While standing naked in a group shower with 25 other women in Air Force Basic Training (like Boot Camp), I noted how different I was from the others. A new female recruit actually came up to me and asked, “Are you a Transvestite?” Red-faced, I replied “No,” speedily dried off and dressed. Seems funny now, but it most assuredly wasn’t back then.
While serving on active duty for the Air Force in 1986, I was diagnosed by an endocrinologist as having “Lipoatrophic Diabetes,” which doctors now call Familial Partial Lipodystrophy (FPLD). Extremely high triglycerides and cholesterol, Polycystic Ovarian Syndrom (PCOS), “Moon Face” (excess fat on my face and neck), very low fat in my arms, legs, and hips, hirtsutism, chronic depression and extreme insulin resistance led the doctor to his diagnosis. He told me there was little known about this rare disorder and no known effective treatment at that time in the 1980's.
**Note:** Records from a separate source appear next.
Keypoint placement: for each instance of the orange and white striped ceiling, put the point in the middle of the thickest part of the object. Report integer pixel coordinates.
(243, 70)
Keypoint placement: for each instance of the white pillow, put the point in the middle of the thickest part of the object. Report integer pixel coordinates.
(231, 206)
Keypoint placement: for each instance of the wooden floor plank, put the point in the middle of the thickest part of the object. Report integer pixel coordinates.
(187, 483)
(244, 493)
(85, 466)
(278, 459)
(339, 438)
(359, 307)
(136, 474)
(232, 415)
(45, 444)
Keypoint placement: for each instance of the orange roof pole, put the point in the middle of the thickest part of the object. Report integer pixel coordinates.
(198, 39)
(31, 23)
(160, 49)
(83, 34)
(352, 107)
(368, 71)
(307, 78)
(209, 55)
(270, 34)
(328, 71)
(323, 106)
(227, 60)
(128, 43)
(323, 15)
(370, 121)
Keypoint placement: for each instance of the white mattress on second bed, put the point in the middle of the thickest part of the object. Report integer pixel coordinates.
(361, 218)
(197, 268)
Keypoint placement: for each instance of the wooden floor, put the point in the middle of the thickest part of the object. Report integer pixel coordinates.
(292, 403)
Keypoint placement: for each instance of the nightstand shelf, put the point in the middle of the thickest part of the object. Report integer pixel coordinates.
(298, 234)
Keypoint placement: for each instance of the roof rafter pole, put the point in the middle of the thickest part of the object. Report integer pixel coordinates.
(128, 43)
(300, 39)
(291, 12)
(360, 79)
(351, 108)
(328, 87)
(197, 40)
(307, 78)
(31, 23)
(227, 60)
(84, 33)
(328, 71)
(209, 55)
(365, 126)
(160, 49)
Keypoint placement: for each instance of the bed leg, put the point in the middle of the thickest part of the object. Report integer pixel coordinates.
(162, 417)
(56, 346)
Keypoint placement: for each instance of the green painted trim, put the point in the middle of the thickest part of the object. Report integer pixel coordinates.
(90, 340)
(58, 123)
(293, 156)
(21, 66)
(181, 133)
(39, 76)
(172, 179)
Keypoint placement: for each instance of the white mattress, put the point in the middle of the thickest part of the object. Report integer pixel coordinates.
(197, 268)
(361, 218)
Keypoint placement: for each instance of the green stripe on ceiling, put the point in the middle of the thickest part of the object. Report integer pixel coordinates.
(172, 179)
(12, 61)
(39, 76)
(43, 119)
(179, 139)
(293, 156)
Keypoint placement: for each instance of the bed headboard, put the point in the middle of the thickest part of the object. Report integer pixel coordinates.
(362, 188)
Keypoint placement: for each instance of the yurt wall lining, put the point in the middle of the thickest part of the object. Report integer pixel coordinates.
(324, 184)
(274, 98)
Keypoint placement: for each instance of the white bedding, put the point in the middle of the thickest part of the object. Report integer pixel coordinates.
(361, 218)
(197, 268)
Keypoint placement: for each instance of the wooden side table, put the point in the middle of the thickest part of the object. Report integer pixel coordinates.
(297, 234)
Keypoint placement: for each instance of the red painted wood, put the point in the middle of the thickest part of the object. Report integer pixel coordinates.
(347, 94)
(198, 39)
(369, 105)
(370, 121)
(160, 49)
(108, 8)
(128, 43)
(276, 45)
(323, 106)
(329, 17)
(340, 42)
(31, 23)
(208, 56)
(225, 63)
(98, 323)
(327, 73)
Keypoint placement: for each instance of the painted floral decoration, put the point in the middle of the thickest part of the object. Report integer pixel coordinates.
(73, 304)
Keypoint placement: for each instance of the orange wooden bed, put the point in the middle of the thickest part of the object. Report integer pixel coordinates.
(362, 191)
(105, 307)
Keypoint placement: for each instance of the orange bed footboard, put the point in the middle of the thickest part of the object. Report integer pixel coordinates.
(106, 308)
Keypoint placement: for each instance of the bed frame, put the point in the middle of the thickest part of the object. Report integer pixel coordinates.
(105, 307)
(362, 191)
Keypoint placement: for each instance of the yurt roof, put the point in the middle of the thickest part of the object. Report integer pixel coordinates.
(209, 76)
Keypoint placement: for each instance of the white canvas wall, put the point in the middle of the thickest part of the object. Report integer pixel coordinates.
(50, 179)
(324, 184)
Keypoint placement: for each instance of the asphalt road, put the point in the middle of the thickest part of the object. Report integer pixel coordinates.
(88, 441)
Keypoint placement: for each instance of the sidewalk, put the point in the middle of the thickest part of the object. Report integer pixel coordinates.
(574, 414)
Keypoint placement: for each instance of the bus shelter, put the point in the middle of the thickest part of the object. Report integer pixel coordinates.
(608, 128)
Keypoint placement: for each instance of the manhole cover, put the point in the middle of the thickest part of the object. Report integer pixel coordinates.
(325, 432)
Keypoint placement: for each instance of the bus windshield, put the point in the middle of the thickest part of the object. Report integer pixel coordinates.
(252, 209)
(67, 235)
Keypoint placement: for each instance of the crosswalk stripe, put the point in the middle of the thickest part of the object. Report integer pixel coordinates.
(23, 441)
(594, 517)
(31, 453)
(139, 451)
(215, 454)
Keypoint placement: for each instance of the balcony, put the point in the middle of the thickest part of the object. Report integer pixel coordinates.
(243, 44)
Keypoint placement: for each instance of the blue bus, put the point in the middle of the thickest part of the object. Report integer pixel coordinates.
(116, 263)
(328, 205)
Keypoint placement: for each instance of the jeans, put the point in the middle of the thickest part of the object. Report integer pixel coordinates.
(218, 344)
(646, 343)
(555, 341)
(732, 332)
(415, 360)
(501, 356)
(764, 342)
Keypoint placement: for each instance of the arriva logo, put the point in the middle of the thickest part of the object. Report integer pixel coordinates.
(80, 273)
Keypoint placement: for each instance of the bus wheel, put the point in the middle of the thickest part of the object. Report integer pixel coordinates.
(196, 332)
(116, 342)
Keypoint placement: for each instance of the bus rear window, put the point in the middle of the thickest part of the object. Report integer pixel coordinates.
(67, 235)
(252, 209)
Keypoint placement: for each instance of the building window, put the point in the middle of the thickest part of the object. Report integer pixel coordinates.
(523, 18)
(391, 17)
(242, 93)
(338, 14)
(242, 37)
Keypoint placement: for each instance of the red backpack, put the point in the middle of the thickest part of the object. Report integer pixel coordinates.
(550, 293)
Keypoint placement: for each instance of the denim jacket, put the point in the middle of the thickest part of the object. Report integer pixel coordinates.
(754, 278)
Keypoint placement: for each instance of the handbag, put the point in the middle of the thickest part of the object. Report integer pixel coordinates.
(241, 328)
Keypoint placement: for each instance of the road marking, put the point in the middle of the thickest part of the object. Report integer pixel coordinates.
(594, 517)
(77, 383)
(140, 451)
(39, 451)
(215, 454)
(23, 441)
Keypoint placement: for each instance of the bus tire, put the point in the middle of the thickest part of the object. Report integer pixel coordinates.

In 2011, I miraculously met nine others with Lipodystrophy (LD). Some of them have worked very hard to increase awareness and education about this rare disease, which led to the Patient Registry at LDConnect.org, this LU website and 4 supportive Facebook groups where we can all share information. Some of these brave patients also shared their stories with the U.S. Food and Drug Administration (FDA), who recently approved a treatment for the Generalized types of LD. We hope in the future an effective treatment will also become available for those of us with Partial LD. In May 2014, I began a clinical trial with Leptin, thanks to Dr. Elif Oral. As of May 2015, my voracious appetite, my high blood sugars and triglycerides have decreased significantly. Also, my liver biopsy results are markedly improved.
On July 16, 2015, I fell directly on my right hip onto cement, breaking it in 3 places. On the bright side, my surgeon said my FPLD bony hips made it easier for him to operate due to the lack of normal fat! A special thanks to Kayce, Andra, Maureen, Claire, Troy, Leanne and Dorothy."